To call “In Other Worlds” a defense of science fiction isn’t accurate. Yes, there’s a thread of self-justification here. She does address how a serious novelist with a world-wide reputation would spend her time in genres regarded by the monolithic, anonymous literati as shallow and escapist. In her words:
“Why did I jump the tracks, as it were, from realistic novels to dystopias? Was I slumming, as some ‘literary’ writers are accused of doing when they write science fiction or detective stories?” asks the Toronto-based author in her essay “Dire Cartographies.”
And she does include, as an appendix, her letter to a school district board in San Antonio, Texas, after it banned her novel “The Handmaid’s Tale” (a decision since reversed) for its strong sexual content. “I would like to thank those who have dedicated themselves so energetically to the banning of my novel,” she begins. “It’s encouraging to know that the written word is still taken so seriously.”

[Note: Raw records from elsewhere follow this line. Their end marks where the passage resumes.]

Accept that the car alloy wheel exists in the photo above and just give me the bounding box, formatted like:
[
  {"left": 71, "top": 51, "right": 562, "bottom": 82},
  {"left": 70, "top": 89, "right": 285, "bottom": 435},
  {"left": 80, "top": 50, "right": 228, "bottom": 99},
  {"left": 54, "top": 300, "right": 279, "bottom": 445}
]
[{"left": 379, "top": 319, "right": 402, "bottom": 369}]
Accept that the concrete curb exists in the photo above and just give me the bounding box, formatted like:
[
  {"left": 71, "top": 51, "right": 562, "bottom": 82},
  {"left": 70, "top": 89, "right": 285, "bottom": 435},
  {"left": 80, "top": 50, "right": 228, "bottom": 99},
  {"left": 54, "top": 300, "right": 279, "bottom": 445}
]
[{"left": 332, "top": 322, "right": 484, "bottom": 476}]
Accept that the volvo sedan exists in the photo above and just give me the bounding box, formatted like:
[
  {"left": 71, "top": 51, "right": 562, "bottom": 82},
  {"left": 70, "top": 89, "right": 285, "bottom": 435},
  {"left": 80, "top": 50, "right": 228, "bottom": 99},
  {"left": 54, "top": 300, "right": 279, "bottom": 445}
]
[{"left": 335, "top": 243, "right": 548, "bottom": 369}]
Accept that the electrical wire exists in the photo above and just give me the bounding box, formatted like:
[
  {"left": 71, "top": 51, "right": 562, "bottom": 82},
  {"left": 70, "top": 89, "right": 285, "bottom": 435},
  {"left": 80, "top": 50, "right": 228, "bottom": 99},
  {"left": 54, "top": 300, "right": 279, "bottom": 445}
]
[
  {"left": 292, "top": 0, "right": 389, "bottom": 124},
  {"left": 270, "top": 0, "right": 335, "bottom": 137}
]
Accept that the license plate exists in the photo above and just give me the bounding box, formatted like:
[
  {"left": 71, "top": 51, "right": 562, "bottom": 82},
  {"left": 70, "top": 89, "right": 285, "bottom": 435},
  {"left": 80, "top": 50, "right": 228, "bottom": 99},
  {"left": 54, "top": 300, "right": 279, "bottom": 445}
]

But in between these two statements, there is much more — deeply thoughtful, deftly argued, sometimes unexpected — that shows readers how science fiction fits into a long, venerable tradition.
Atwood gives readers a bracing, provocative tour of the writers and books she admires (like Le Guin and H. Rider Haggard’s “She), her interest in ustopia (a mix of utopia and dystopia) in her fiction, as well as some autobiography. (As a child, she explains early on, “I wasn’t much interested in ‘Dick and Jane'…Several-headed man-eating marine life seemed more likely to me, somehow, than Spot and Puff.”)
Not all sci-fi stories offer pure escapism, she argues. The genre fits into a continuum dating to the world’s oldest myths and continuing today with authors who use the genre to examine social ills, not run away from them. Examples here include Edward Bellamy’s “Looking Backward,” Orwell’s “Nineteen Eighty-Four” and her own works, such as “Handmaid” and “Oryx and Crake.”
“High hopes have been dashed, time and time again.…Does that mean we should never try to rectify our mistakes…?” Atwood asks of such ustopian stories, even though she knows the answer. Of course not.
We should always try to improve our fate, but, as the best socially-minded sci-fi stories caution us, she adds, “we should probably not try to make things perfect, especially not ourselves, for that path leads to mass graves.”